The Tax Reform Act of 1986, or the Tax Reform Act, provides for a limitation on the annual use of net operating loss and research and development tax credit carryforwards following certain ownership changes (as defined by the Act) that could limit our ability to utilize these carryforwards. We may have experienced an ownership change, as defined by the Act, as a result of past financings. Accordingly, our ability to utilize the aforementioned carryforwards may be limited. Additionally, U.S. tax laws limit the time during which these carryforwards may be applied against future taxes; therefore, we may not be able to take full advantage of these carryforwards for federal income tax purposes.

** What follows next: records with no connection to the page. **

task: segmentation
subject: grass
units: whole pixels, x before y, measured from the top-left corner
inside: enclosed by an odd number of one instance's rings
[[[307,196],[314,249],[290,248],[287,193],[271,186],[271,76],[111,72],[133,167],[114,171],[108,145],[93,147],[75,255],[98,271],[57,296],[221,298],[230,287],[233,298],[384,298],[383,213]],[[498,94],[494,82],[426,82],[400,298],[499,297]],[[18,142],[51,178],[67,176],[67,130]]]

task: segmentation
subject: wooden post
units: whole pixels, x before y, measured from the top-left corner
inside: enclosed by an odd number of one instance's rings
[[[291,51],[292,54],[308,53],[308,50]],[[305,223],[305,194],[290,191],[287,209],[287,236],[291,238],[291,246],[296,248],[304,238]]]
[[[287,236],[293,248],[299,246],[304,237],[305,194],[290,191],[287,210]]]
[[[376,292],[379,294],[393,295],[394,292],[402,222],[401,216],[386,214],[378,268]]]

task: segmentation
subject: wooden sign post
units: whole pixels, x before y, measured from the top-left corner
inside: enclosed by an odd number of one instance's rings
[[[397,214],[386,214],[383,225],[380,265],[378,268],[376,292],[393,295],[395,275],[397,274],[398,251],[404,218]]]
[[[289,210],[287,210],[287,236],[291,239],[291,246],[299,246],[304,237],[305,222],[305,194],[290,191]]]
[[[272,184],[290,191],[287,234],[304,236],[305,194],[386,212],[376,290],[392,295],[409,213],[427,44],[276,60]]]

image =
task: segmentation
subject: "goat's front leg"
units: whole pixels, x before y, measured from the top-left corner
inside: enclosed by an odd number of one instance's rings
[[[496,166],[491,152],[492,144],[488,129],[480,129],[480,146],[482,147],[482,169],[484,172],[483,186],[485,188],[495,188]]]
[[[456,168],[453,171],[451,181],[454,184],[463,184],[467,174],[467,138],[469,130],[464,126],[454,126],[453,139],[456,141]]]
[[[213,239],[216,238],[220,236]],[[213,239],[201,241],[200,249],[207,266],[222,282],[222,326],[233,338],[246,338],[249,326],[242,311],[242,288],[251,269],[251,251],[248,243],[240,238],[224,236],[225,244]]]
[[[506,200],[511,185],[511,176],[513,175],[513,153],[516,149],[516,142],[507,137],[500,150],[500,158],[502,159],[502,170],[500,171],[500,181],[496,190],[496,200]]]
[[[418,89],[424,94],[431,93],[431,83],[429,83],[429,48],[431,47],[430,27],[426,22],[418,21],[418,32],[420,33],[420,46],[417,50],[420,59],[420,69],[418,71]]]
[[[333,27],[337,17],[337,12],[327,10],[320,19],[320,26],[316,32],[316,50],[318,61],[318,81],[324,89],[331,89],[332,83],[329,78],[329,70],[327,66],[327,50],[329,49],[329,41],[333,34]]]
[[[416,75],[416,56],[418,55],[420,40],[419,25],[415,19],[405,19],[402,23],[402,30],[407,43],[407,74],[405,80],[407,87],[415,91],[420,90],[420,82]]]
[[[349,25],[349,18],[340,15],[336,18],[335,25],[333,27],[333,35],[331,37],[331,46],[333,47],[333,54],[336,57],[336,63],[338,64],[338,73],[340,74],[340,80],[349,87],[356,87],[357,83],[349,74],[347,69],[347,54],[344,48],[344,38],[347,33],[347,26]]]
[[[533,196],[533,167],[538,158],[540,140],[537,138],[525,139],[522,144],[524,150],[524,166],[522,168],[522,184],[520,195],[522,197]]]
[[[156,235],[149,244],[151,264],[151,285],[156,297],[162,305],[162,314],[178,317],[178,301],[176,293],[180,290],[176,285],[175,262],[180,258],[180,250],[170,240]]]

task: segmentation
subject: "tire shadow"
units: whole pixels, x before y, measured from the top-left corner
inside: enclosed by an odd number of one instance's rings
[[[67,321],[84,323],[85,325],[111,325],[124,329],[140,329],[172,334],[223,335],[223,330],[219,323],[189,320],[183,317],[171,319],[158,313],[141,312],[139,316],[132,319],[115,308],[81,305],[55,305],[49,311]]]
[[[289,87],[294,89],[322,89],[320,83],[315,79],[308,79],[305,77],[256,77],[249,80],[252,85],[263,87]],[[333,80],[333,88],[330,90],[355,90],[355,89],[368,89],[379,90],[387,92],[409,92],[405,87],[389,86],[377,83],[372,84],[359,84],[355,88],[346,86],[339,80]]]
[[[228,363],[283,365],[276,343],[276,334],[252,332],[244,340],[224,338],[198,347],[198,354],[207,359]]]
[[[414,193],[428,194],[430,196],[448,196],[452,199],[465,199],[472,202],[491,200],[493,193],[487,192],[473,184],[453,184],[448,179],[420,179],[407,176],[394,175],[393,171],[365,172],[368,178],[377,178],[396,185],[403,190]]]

As of January 1, 2017, the Company had unrecognized excess tax benefits of $1.2 million related to prior stock option exercises. Upon adoption of ASU 2016-09, the Company recognized this excess tax benefit as a deferred tax asset with a corresponding increase to the deferred tax asset valuation allowance.
We file income tax returns in the U.S. federal jurisdiction as well as the state of California. We are not currently under audit in any tax jurisdiction. Tax years from 2008 through 2017 are currently open for audit by federal and state taxing authorities.
We recognize interest and penalties accrued on any unrecognized tax benefits as a component of income tax expense. During the years ended December 31, 2017 and 2016, we did not recognize any accrued interest or penalties associated with unrecognized benefits. Additionally, we did not record any unrecognized tax benefits at December 31, 2017 and 2016.